If we apply formula for the sum of the numbers in a geometric progression we may write :

$\sum_{i=0}^{a} n^{i}=\frac{n^{a+1}-1}{n-1}$ and $\sum_{i=0}^{b} n^{i}=\frac{n^{b+1}-1}{n-1}$ . Therefore we have to show that sequence :

$p_m=\frac{n^{a+1}-1}{n-1}+m\cdot \frac{n^{b+1}-1}{n-1}$ , contains infinitely many primes for any $a$ and $b$ .

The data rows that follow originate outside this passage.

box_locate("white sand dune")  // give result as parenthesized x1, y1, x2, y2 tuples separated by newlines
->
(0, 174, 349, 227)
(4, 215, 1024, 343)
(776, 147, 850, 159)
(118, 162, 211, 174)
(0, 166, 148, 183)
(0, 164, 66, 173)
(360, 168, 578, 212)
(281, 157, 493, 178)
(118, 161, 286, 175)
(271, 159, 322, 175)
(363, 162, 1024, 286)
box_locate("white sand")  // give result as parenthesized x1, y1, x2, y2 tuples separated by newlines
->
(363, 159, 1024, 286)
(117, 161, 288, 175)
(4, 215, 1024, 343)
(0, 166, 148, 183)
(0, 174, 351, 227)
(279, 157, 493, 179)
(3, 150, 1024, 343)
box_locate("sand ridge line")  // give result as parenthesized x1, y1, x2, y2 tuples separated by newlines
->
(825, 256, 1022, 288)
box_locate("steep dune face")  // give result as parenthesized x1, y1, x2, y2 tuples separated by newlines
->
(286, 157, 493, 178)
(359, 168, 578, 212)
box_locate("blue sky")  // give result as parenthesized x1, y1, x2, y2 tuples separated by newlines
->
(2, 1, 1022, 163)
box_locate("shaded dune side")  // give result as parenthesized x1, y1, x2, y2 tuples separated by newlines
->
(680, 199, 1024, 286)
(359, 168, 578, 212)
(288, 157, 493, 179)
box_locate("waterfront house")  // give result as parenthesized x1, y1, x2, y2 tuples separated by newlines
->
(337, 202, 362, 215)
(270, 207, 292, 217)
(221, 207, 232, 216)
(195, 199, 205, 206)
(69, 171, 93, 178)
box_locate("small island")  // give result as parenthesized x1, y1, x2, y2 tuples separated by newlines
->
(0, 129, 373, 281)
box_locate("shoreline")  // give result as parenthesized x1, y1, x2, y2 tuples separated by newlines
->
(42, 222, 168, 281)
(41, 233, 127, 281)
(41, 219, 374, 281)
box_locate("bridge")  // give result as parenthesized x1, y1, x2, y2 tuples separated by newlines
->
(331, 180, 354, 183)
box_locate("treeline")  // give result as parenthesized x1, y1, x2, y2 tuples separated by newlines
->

According to Dirichlet's theorem there are infinitely many prime numbers in sequence : $a+n\cdot d$ , for any $(a,d)$ pair if $\gcd(a,d)=1$ , so in order to prove that sequence $p_m$ contains infinitely many primes we have to show that :

$\gcd(\frac{n^{a+1}-1}{n-1},\frac{n^{b+1}-1}{n-1})=1$

There is a known theorem that states :

$\gcd(a^n-1,a^m-1)=a^{\gcd(n,m)}-1$

so we may write following :

$\gcd(n^{a+1}-1,n^{b+1}-1)=n^{\gcd(a+1,b+1)}-1=n-1 \Rightarrow$

$\Rightarrow \gcd(\frac{n^{a+1}-1}{n-1},\frac{n^{b+1}-1}{n-1})=1$

The last equality implies that sequence :

$p_m=\sum_{i=0}^{a} n^{i}+m\cdot\sum_{i=0}^{b} n^{i}$ ,contains infinitely many prime numbers for any fixed $(a,b,n)$ triple,so there are infinitely many primes of the form : $\sum_{i=0}^{a} n^{i}+m\cdot\sum_{i=0}^{b} n^{i}$